Both are played the same way as in baseball, except in one game, outs shorten the inning but do not remove the baserunners.  The inning ends after three outs, but any baserunners left stranded return to the bases they occupied at the end of the last inning, when their team again returns to the offensive, until the ninth inning.

In the other game, innings are ended by some other measure, like at bats or minutes.  Otherwise outs perform the same function as in baseball.

In which of the alternative games would the value of the out weaken more, compared to normal baseball?

Ed, in your first game, it is essentially a one-inning 27-out game.  So, you send 36 batters, 12 reach base, 2 are left on, 7 score, 3 are doubled-up, and 24 make a batting out. 

In your other game, you send 4 batters per inning.  The number of outs is irrelevant.  There’s no inning-killer cost or base-advancement cost.  The runs scored per game will be much lower as well. 

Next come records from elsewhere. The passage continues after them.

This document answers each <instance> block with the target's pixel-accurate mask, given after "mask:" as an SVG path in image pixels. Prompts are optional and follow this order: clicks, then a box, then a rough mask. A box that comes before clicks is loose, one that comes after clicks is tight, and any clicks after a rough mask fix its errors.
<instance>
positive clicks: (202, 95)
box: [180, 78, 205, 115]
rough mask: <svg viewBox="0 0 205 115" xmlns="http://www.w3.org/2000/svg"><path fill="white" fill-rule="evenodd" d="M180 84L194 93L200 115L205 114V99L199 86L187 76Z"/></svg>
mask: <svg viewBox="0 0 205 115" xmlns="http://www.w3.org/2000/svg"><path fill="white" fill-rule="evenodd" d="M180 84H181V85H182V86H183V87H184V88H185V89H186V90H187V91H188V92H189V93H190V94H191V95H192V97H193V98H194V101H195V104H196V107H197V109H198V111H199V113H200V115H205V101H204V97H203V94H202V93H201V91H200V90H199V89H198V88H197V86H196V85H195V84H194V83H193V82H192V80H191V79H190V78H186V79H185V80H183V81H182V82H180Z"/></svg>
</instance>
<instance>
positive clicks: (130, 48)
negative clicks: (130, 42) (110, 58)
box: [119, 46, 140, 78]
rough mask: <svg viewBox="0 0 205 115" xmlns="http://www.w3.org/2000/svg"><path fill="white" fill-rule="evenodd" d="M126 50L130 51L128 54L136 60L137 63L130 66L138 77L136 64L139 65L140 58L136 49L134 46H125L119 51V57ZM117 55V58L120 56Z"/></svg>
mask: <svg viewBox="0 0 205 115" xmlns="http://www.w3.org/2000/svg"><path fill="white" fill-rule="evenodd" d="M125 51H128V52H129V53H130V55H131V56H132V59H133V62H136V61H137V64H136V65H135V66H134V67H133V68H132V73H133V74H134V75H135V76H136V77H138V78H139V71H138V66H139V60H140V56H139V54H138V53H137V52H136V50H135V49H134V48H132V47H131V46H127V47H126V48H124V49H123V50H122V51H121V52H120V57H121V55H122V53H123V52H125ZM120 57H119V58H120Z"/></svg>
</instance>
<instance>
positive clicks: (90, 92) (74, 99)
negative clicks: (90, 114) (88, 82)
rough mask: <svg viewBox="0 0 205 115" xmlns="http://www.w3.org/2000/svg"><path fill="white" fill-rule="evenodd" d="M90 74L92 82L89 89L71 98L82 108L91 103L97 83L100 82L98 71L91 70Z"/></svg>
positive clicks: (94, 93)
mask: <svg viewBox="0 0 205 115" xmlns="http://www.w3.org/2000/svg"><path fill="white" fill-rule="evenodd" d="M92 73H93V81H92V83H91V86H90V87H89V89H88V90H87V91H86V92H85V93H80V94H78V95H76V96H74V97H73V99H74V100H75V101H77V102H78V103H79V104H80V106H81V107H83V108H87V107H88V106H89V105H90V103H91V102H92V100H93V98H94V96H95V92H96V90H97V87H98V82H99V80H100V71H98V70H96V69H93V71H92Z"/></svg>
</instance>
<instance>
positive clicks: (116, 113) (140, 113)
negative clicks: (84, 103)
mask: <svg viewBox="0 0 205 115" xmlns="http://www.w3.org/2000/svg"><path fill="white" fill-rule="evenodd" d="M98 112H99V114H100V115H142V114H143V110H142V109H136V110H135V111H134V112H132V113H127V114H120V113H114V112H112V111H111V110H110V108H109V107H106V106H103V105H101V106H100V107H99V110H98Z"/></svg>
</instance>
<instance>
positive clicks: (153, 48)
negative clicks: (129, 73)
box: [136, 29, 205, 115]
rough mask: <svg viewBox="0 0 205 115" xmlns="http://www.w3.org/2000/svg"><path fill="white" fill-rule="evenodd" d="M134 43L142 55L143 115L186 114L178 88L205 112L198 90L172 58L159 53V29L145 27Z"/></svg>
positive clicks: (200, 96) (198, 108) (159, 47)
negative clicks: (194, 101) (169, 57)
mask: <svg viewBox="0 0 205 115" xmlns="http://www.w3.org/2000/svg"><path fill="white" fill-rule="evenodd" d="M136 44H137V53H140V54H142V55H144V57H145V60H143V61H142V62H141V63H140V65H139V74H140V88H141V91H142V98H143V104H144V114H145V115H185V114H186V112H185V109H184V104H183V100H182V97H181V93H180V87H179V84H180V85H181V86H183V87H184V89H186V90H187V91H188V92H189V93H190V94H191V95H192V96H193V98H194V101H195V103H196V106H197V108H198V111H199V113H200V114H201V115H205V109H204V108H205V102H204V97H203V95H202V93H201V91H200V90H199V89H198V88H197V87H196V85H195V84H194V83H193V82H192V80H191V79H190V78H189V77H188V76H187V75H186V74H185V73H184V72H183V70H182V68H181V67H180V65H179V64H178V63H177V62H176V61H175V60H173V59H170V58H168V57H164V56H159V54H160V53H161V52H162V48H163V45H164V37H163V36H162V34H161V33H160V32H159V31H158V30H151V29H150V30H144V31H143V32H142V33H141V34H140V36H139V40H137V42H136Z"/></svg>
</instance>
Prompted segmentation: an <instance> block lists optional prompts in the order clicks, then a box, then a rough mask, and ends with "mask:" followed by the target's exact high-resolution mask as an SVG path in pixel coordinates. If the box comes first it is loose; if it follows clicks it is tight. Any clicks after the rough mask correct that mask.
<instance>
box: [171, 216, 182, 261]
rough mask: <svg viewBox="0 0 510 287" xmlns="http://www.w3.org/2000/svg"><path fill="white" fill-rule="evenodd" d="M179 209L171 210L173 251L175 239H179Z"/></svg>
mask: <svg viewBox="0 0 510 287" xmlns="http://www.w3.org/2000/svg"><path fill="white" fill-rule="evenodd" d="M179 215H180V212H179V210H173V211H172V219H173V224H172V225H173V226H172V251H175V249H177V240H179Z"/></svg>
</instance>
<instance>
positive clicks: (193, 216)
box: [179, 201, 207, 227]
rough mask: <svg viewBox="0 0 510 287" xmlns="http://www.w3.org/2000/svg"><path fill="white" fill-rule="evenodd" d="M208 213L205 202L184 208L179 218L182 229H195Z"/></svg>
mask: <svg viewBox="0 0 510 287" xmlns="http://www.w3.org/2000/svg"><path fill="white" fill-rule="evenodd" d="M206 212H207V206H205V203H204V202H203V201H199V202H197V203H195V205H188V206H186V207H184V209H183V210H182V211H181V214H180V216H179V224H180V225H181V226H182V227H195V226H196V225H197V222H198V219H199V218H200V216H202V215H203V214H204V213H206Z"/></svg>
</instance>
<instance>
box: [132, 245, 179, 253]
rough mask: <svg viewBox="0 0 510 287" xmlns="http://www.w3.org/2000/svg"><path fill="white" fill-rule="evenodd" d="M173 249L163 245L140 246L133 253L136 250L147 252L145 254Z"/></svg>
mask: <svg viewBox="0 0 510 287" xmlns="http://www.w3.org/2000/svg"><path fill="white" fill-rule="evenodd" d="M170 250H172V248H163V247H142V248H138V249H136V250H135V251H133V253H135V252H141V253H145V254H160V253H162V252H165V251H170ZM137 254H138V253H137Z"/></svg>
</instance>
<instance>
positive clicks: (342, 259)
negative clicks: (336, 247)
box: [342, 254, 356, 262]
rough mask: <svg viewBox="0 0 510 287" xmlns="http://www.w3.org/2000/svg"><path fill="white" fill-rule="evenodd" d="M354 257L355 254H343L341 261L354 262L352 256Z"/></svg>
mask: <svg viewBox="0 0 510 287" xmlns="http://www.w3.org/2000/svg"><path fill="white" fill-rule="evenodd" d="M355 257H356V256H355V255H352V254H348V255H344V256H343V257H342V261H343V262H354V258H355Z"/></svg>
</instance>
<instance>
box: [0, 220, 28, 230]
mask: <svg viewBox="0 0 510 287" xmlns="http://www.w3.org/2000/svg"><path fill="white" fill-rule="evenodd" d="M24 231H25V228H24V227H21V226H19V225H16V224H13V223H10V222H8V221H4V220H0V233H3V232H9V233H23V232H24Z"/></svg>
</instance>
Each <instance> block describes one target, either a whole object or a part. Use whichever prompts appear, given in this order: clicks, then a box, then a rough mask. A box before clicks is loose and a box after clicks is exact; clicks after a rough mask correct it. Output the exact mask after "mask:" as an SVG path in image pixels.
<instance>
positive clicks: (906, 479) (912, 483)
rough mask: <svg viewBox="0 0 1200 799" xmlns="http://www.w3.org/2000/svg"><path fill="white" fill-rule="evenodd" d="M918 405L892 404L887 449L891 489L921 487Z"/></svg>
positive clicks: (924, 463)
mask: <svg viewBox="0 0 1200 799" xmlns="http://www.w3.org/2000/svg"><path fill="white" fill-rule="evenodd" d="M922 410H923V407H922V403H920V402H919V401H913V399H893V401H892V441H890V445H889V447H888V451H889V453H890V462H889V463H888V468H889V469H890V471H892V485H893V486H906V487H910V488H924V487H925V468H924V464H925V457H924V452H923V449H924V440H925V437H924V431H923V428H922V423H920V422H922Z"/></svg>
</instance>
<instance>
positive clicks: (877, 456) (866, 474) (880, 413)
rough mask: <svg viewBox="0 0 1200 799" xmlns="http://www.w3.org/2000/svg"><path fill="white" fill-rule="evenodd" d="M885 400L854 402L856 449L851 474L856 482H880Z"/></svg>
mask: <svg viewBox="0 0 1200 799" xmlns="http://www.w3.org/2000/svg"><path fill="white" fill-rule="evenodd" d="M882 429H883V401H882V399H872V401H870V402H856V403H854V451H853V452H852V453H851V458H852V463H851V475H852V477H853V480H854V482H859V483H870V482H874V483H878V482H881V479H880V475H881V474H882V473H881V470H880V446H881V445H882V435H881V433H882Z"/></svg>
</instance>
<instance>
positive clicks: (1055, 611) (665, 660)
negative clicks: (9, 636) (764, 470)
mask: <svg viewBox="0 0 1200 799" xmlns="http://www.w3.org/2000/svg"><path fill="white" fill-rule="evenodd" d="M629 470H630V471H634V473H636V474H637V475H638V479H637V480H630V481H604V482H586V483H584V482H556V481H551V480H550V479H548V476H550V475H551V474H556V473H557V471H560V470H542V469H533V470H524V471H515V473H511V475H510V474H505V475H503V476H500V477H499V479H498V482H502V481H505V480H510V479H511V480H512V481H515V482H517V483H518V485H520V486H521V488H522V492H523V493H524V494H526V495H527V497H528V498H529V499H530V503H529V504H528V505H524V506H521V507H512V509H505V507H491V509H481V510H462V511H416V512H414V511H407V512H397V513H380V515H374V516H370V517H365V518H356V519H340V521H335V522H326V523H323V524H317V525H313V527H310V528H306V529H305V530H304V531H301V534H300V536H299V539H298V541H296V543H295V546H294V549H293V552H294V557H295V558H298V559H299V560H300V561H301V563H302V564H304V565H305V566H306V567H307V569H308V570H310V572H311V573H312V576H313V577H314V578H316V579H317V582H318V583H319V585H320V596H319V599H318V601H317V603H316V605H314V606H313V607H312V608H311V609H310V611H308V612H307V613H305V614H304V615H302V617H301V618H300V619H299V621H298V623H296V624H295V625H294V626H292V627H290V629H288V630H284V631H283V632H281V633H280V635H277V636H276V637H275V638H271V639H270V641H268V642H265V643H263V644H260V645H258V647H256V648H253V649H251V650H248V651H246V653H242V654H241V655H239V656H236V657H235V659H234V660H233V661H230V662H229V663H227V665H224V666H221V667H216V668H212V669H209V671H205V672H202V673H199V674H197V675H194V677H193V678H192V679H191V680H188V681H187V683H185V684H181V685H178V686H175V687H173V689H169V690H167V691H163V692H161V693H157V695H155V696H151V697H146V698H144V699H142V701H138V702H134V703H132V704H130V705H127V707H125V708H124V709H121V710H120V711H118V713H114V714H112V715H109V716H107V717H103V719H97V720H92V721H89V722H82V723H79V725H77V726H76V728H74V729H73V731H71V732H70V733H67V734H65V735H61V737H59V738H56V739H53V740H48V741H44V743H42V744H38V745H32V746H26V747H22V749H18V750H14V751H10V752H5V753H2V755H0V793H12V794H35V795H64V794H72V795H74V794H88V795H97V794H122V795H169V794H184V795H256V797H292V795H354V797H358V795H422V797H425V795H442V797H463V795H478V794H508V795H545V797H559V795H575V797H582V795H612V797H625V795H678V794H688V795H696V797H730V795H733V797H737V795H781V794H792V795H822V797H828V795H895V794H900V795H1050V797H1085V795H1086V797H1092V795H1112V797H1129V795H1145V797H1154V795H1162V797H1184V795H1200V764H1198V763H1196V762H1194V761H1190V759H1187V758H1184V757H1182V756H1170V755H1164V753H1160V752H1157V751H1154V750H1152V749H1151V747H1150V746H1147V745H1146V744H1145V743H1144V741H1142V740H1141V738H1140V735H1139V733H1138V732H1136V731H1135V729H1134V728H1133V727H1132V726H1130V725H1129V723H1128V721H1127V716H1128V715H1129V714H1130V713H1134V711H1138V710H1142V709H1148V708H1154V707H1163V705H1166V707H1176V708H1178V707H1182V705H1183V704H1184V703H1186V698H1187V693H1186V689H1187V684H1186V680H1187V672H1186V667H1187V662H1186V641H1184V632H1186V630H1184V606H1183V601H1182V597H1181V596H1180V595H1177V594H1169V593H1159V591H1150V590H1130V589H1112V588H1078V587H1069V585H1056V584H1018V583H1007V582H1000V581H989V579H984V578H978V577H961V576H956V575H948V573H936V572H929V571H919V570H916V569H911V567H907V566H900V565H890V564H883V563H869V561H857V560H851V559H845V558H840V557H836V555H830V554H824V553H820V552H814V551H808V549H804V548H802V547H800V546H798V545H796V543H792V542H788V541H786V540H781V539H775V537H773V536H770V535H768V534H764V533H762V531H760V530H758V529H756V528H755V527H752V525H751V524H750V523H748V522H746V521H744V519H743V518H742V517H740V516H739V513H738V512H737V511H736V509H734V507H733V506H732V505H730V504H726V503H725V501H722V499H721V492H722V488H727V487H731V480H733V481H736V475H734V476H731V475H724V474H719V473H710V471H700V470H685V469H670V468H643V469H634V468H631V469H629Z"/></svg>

It’s obvious then that the value of the out is far lower in the second game than the first.

What is your point?

Terpsfan: as an extreme case, imagine letting Holliday and Pujols do all the batting (with ghostrunners ... like pickup games as kids).  Yes, you could create a new set of linear weights for this situation, the “Pujols-Holliday” linear weights (which would be slightly different for Pujols than for Holliday).  And then the “A-Rod-Cano” linear weights, etc.  And then the poor team with the “Brendan Ryan-Skip Schumaker” linear weights.

Or, more conceptually more simple (in my view), you could say that the global linear weights is unable to account for correlations.  Which is most of the time fine, but when you have this extreme situation, the correlations matter.

You could, with this conceptually simpler view, create a run estimator theory of correlations that isn’t particular to Holliday-Pujols, or Cano-A-Rod, or whatever.  Having a universally applicable set of linear weights, and a universally applicable method of building in correlations gets more to the heart of what’s going on.

But as we all know, this mostly isn’t needed in real baseball, and linear weights capture most of what you want to know.